Festival Black Movie | Critique : Aloners

Jina travaille dans un centre d’appel dédié aux cartes bancaires. Elle fait son travail consciencieusement, mais ne noue aucune relation avec ses collègues. Jina est également solitaire dans la vie. Un jour, son voisin, avec qui elle échangeait des mots quotidiens en allant ou en revenant du travail, est retrouvé mort chez lui, une semaine après son décès. Cette nouvelle bouleverse Jina…

Aloners
Corée du Sud, 2021
De Hong Sung-eun

Durée : 1h30

Sortie : –

Note :

SEULE AU MONDE

Jina vit dans sa bulle : lorsqu’elle est seule chez elle, lorsqu’elle met ses écouteurs dans la rue, ou quand elle prend place dans l’espace exigu de son travail. La Coréenne Hong Sung-eun (lire notre entretien) raconte avec délicatesse cette solitude choisie, la décrit comme un cocon ouaté, mais aussi comme un rempart. La jeune cinéaste, qui signe ici son premier long métrage, met en scène une tension sans cri. Le malaise est assez silencieux dans Aloners (et le travail sonore est remarquable), mais le film n’étouffe pas sous une chape de plomb pour autant.
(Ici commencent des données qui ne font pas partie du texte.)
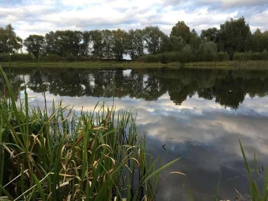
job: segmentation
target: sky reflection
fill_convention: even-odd
[[[29,100],[32,107],[44,105],[41,94],[29,89],[27,93],[29,97],[35,97]],[[48,92],[45,96],[47,105],[52,105],[53,100],[55,102],[62,100],[63,106],[74,106],[77,112],[82,107],[84,111],[93,111],[99,100],[99,107],[103,101],[106,106],[113,105],[112,98],[59,97]],[[115,105],[117,110],[137,110],[136,123],[141,134],[146,130],[148,150],[154,158],[159,156],[165,163],[181,157],[163,171],[161,177],[163,179],[170,172],[179,171],[186,174],[187,178],[170,175],[159,189],[157,199],[189,200],[190,189],[194,200],[203,201],[212,200],[219,180],[220,199],[234,198],[234,188],[242,193],[249,192],[238,138],[251,165],[255,152],[257,165],[266,166],[268,100],[267,97],[251,99],[247,95],[235,110],[225,108],[214,99],[199,99],[196,94],[187,97],[181,105],[176,105],[166,93],[156,101],[127,96],[115,98]],[[161,147],[165,144],[166,151]]]

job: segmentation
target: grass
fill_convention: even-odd
[[[252,172],[249,164],[247,160],[247,158],[240,139],[239,139],[239,141],[245,161],[245,164],[249,173],[251,199],[252,201],[266,201],[268,197],[268,183],[267,183],[268,181],[268,169],[267,168],[265,170],[265,175],[264,181],[263,183],[261,183],[261,182],[258,179],[257,173],[258,171],[260,171],[260,170],[257,167],[256,155],[254,154],[254,167]],[[255,175],[255,178],[254,178],[253,175]],[[260,189],[260,185],[261,184],[263,185],[262,190]]]
[[[179,158],[156,166],[136,111],[31,108],[26,87],[17,101],[0,70],[9,95],[0,100],[0,200],[155,200],[160,172]]]
[[[9,67],[8,62],[1,62],[3,67]],[[267,60],[249,60],[237,61],[230,60],[225,61],[195,62],[181,64],[179,62],[172,62],[168,64],[158,63],[146,63],[136,61],[58,61],[58,62],[13,62],[12,66],[14,68],[31,68],[33,67],[57,68],[79,68],[103,69],[105,68],[180,68],[185,67],[197,69],[224,69],[233,70],[268,70],[268,61]]]
[[[224,69],[232,70],[268,70],[268,60],[226,61],[197,62],[186,63],[185,66],[197,69]]]

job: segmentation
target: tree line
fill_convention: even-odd
[[[23,46],[29,54],[14,55],[15,60],[121,60],[128,55],[133,60],[164,63],[268,60],[268,31],[257,29],[251,33],[244,17],[226,20],[219,29],[202,30],[200,35],[183,21],[173,26],[169,36],[157,26],[148,26],[127,32],[57,30],[44,36],[30,35],[22,40],[10,24],[0,27],[0,61],[7,59],[5,54],[18,53]]]
[[[199,98],[214,99],[221,105],[236,109],[247,94],[251,98],[268,95],[268,71],[192,71],[187,68],[156,68],[152,71],[138,68],[132,70],[126,76],[122,70],[52,67],[39,70],[18,69],[15,73],[15,87],[24,90],[26,84],[24,76],[27,75],[27,87],[34,92],[49,92],[61,97],[121,98],[129,96],[156,101],[168,92],[170,100],[174,104],[181,105],[187,97],[197,94]]]

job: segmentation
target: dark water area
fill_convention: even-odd
[[[248,174],[239,146],[251,168],[267,166],[268,71],[187,68],[84,70],[16,69],[14,85],[32,107],[62,100],[79,111],[93,111],[97,102],[117,110],[137,110],[141,135],[148,150],[165,164],[156,200],[234,200],[236,189],[249,194]],[[0,85],[2,84],[0,82]],[[1,85],[2,87],[2,84]],[[166,145],[162,147],[164,144]],[[262,181],[264,172],[258,173]]]

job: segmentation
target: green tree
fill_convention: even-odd
[[[180,60],[181,63],[187,63],[194,60],[194,52],[191,45],[187,44],[181,52]]]
[[[127,35],[126,31],[118,29],[112,31],[114,44],[112,48],[115,58],[122,60],[124,55],[127,54]]]
[[[219,42],[220,47],[223,45],[224,48],[220,50],[227,51],[231,58],[235,52],[244,52],[246,50],[247,42],[250,35],[249,26],[246,23],[244,17],[237,20],[231,18],[230,20],[220,25]]]
[[[108,30],[101,30],[102,35],[102,48],[103,57],[108,59],[114,58],[113,55],[113,44],[114,43],[112,31]]]
[[[11,24],[0,27],[0,53],[15,53],[22,47],[22,40],[17,36]]]
[[[88,56],[90,52],[91,35],[89,31],[84,31],[82,33],[81,44],[80,45],[80,55],[84,57]]]
[[[191,36],[189,40],[189,44],[195,50],[199,47],[199,45],[201,43],[201,39],[198,34],[195,31],[194,29],[192,29],[191,31]]]
[[[160,47],[163,43],[165,34],[160,30],[157,26],[146,26],[144,29],[144,39],[149,54],[156,55],[160,52]]]
[[[129,30],[127,35],[128,53],[132,60],[144,55],[144,34],[141,29]]]
[[[91,52],[93,56],[97,59],[102,59],[103,58],[103,37],[101,31],[95,30],[90,31],[91,36],[92,46],[93,47],[93,50]]]
[[[186,45],[185,40],[180,36],[171,36],[170,39],[171,42],[171,51],[180,51]]]
[[[42,35],[30,35],[24,40],[23,45],[29,53],[38,58],[44,52],[45,37]]]
[[[196,52],[196,59],[200,61],[218,60],[217,44],[212,41],[201,44]]]
[[[45,36],[45,51],[47,54],[56,54],[61,57],[79,54],[82,32],[78,31],[51,31]]]
[[[203,29],[200,35],[202,42],[212,41],[214,42],[217,42],[218,32],[218,29],[216,27],[209,28],[207,30]]]
[[[191,38],[190,28],[184,22],[184,21],[178,21],[175,26],[172,27],[170,36],[180,36],[185,42],[189,44]]]

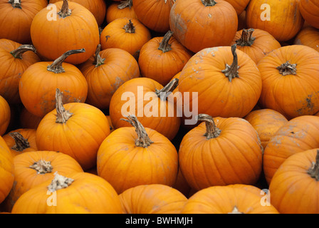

Hong Sung-eun parvient en effet à raconter avec finesse et respirations la déshumanisation progressive, une mise en retrait vis-à-vis des autres. Elle réussit à faire ressentir l’angoisse de la sociabilisation, dans un monde où l’on encourage la distance émotionnelle – « les sentiments n’ont pas leur place » indique une supérieure hiérarchique. Les contours du réel deviennent plus flous et dans Aloners, on finit par ne plus vraiment faire la différence entre les vivants et les fantômes. L’appartement d’à côté est-il hanté ? Et pourquoi le nom de la mère décédée de l’héroïne continue de s’afficher sur son téléphone ?

On sent le film au bord d’un basculement qui ne vient peut-être pas. Mais le dernier segment plus chaleureux permet au récit de ne pas s’enfermer dans la formule. Le pari d’avoir cette héroïne pas si aimable (interprétée avec talent par Gong Seung-yeon, pour son premier rôle au cinéma) donne une aspérité bienvenue au long métrage. Déjà primé à Jeonju avant d’être sélectionné à San Sebastian, Aloners est une solide découverte par une cinéaste à suivre.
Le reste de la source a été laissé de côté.